かっては数独解説。今はつれづれに旅行記や日常雑記など。

茨木のり子眠る墓へ

2023年08月31日 | 

 鶴岡旅行の2日目、私たちが宿泊していた九兵衛旅館まで、車で迎えに来て下さったのは、大島先生が酒田工業高校勤務の時の学年主任だった菅原和晴先生。この日一日中車で、私たちを案内して下さった。この日は宿→村上→(日本海沿岸ドライブ)→浄禅寺(茨木のり子の眠る寺)→加茂水族館→玉簾の瀧→丸池様→藤沢周平記念館 と案内して下さった。
 今回の鶴岡旅行の、もう一つの目的が茨木のり子の墓に詣でることだった。  
 2010/12/13~12/14のブログには、後藤正治著『清冽 詩人茨木のり子の肖像』を読む、を綴った。秀逸な茨木のり子の評伝を読んだ私は次のように書いた。「今は、山形県鶴岡市加茂にある三浦家の菩提寺浄禅寺に夫とともに眠っています。見上げると広い空。眼下に青い海。まことに眺望よしの墓地だそうです。鶴岡には、今年4月29日に『藤沢周平記念館』がオープンしました。是非ここと、彼女の眠る寺を訪ねたいと強く思います」と結んだ。(写真:浄禅寺)
 更に、その翌年の7月に、妻と青森→弘前→酒田→鶴岡→山形の旅に出たことがあった。その鶴岡で、茨木のり子の墓に詣でようとして加茂行のバスの時刻表を見ると最終便は出てしまっていた。無念の思いを抱いた記憶があった。
 さて、8月7日、漸くその思いが遂げられる日がやって来た。菅原先生運転の車は何故か浄禅寺に直行せず、まずは新潟県村上に入った。後で理解したことだが、多分菅原・大島両先生は私たちに日本海沿岸ドライブを楽しんでもらおうとしたのだった。前日は特急「いなほ」から日本海を眺めた。この日はより近くから日本海を身近に味わった。この日、海は穏やかで、遥か彼方の水平線が美しく見えた。岩場が多く、泳げそうな場所は少ないのだが、商業主義の香りが全くしない海水浴場がところどころに顔を出した。加茂水族館を横手に眺め私たちは先に浄禅寺へ。
 茨木のり子眠る三浦家の墓には茨木のり子の文字は全く見えない。多分彼女の強い希望でもあったのだろう。そこからは日本海が眺められた。空と水平線と海があった。茨木のり子は海を眺められる墓に眠っていた。13年越しの思いが遂げられた瞬間だった。(写真:三浦家の墓。ここに茨木のり子は眠る)




 
 (写真:左は墓からの眺め。右の写真は左から菅原先生・大島先生・菅原さん)

 その夜、料亭『すず音』で、『茨木のり子への恋文』の著者戸村雅子先生親子さんとご一緒に食事を摂った。著作から伺われるお人柄以上に雅子先生は穏やかで、しかも何事にも積極的・意欲的に取り組まれる方とお見受けした。現在も「茨木のり子 六月の会」の事務局長を務められていた。(翌8日も車で宿まで迎えに来て下さり、市内をご案内して下さった。)






 
 茨木のり子の墓に詣でたその夜に『・・・恋文』の著者との夕餉。この粋な組み合せは大島先生の発案だろうか。しかし、以下に書くような人間関係でもあったのだ。

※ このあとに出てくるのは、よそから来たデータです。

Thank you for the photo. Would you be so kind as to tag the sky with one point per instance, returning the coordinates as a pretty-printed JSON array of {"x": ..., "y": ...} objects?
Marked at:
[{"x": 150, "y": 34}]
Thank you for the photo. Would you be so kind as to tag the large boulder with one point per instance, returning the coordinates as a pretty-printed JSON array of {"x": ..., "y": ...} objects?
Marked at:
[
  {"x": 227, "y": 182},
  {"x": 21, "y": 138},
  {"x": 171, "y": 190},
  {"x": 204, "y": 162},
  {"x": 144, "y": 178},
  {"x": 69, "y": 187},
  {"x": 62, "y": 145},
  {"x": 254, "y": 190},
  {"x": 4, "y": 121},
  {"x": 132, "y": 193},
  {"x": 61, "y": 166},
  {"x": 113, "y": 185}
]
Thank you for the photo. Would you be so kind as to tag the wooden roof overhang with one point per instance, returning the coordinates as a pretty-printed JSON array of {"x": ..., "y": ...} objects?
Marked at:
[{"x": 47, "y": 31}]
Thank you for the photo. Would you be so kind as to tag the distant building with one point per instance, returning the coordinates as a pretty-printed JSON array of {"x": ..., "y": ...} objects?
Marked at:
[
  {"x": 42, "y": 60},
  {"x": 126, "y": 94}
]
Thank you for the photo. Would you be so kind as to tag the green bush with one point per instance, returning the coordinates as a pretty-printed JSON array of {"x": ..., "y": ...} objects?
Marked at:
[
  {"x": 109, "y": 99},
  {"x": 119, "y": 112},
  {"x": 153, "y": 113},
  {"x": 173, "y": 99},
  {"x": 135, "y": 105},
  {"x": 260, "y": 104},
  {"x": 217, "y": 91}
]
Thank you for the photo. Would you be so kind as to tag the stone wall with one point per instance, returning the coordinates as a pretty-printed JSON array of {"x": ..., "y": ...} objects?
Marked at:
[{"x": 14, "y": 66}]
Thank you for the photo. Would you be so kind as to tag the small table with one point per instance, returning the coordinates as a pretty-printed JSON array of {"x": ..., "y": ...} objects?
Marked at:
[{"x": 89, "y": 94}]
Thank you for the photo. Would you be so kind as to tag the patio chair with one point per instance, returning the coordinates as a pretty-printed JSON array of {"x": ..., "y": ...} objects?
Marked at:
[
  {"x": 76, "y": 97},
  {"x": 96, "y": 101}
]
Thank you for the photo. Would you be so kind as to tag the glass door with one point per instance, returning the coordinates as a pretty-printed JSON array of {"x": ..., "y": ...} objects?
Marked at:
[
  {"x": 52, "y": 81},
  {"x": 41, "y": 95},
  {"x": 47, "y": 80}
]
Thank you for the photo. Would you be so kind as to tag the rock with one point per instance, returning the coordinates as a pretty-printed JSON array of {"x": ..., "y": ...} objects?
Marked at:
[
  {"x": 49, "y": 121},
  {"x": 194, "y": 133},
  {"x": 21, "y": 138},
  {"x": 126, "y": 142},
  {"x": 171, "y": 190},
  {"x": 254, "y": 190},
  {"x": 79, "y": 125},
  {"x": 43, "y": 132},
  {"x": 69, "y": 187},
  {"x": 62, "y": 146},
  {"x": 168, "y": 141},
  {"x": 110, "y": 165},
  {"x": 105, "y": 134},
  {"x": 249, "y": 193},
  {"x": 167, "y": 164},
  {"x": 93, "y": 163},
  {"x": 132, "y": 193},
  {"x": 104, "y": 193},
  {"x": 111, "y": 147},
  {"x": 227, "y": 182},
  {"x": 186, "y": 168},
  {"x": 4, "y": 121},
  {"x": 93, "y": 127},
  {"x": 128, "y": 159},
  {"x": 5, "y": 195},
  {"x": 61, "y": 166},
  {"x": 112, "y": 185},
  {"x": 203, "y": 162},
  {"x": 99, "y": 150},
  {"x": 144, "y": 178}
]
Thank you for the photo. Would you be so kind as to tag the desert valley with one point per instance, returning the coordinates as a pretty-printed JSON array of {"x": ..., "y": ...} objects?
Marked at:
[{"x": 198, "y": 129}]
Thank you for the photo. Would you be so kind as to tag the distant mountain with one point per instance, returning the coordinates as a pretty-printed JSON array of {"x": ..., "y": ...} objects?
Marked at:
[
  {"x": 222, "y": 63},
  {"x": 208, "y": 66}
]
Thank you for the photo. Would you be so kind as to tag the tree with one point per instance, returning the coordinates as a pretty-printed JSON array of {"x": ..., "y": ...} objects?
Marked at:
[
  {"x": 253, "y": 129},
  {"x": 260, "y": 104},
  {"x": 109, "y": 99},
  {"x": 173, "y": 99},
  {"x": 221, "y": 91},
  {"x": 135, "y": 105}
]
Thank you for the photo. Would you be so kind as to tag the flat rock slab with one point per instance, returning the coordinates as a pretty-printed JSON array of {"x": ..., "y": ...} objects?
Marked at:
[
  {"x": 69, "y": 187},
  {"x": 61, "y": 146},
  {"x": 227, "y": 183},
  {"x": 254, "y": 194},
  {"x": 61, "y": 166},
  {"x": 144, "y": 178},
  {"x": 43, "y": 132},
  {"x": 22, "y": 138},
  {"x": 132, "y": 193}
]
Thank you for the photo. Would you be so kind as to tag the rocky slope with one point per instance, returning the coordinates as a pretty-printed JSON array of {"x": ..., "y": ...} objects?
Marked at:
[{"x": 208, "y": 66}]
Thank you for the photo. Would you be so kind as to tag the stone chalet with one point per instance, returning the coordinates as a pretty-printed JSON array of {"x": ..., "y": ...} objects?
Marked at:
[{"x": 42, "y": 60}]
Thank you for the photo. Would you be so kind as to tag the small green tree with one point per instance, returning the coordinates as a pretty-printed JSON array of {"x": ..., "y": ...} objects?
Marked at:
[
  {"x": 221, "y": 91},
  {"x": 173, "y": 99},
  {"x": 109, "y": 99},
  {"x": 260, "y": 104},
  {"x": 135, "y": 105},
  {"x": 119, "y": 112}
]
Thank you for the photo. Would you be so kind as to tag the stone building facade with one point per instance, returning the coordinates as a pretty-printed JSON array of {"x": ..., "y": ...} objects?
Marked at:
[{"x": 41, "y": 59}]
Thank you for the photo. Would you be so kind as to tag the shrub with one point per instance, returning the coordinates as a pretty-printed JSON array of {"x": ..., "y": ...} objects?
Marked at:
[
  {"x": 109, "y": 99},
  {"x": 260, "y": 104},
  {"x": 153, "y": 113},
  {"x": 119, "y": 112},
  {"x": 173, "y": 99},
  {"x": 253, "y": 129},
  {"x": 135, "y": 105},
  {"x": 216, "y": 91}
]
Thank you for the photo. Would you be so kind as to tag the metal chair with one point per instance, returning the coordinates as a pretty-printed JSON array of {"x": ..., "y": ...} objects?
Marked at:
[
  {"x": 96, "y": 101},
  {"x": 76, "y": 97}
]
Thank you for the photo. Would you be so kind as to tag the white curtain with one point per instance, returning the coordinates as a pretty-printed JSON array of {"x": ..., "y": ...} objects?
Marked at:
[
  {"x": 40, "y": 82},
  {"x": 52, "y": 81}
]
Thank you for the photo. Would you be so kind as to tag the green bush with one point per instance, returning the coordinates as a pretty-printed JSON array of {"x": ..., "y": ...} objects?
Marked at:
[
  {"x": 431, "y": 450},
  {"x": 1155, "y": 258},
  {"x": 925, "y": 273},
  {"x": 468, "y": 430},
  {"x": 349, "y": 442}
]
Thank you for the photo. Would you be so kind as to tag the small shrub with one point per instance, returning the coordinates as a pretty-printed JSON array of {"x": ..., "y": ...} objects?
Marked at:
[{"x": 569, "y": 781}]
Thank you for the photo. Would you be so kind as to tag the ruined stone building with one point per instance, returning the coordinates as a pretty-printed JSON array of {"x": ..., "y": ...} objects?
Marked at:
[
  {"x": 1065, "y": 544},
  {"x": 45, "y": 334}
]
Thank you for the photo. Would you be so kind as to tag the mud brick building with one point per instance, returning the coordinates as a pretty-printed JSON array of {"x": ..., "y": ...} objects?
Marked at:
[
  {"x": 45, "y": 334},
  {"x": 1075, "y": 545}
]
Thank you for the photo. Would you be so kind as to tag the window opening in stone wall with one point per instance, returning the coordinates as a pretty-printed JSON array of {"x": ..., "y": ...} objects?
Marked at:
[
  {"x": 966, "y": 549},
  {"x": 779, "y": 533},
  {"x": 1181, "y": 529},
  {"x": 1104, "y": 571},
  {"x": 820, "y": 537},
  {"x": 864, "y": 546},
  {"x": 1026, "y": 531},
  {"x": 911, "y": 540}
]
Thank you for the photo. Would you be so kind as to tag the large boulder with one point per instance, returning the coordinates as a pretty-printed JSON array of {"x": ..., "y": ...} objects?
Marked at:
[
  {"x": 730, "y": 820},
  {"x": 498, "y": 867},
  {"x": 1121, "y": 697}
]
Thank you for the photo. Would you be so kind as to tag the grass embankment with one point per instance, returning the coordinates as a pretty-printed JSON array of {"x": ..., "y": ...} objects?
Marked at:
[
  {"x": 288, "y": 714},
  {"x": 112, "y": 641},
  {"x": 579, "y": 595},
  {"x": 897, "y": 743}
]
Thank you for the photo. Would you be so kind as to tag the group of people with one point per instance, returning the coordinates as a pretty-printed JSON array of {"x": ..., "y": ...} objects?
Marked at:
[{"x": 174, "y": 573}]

 戸村雅子先生→教え子の大島先生母→大島先生→弟の鶴岡市長皆川治氏←後援会戸村雅子先生。鶴岡では人の輪がぐるぐると回り繋がっているのでありました。


松ヶ岡開墾場を見学後、九兵衛旅館へ

2023年08月24日 | 

 当日、現地松ヶ岡で待っていて下さったのは古野(ふるの)さん。彼は大島先生とは高校時代の同級生で、なんと大学も同じだった。卒業後は山形県職員として県庁にお勤めとのことで、古野さんに案内して頂いて、開墾記念館やワイナリー、旧蚕室など、松ヶ岡(正確には松ヶ岡開墾場)のあちこちを案内かたがた説明をして頂いた。(写真:松ヶ岡開墾記念館)
 松ヶ岡については詳しくは知らなかった。ここが見学地の一つと知ってにわか勉強をしたのだった。古野さんの説明に、にわか勉強の結果を加えて綴ると・・・。
 庄内藩は戊辰戦争では奥羽越列藩同盟の一員として「官軍」と戦った。「官軍」を寄せ付けないほどの勇猛さで不敗の強さを持っていたが、時に利あらずして降伏した。庄内藩が会津藩の様な運命に会わなかったことを私は不思議に思っていたが、そこには西郷隆盛の存在と、軍事的には敗れていなかったことが大きいと思えた。
 明治5年、旧藩士卒ら3000人は刀を鍬に持ち替え、月山山麓235ヘクタールの開墾竣工を僅か58日で成し遂げた。旧藩主酒井忠發も開墾地を訪れ、「松ヶ岡」の標を自筆し、以降「松ヶ岡」が開墾地の名称となった。
 その地で、明治6年からは茶の栽培を開始し、生糸の生産・輸出を目的として桑園開発も始め、7年末からは本陣東側で蚕室の建設にとりかかった。瓦葺上州島村式三階の蚕室が五棟現存していて、鶴岡城の屋根瓦も用いられているそうな。第一蚕室は開墾記念館となっている。残存する旧蚕室は風格を感じさせる見事な建物だ。
 明治8年(1875年)建築の1番蚕室は、松ヶ岡開墾記念館として、幕末以降の庄内藩の歴史や、開墾と養蚕に関する歴史資料を展示するほか、日本遺産「サムライゆかりのシルク 日本近代化の原風景に出会うまち鶴岡へ」認定のストーリーを紹介している。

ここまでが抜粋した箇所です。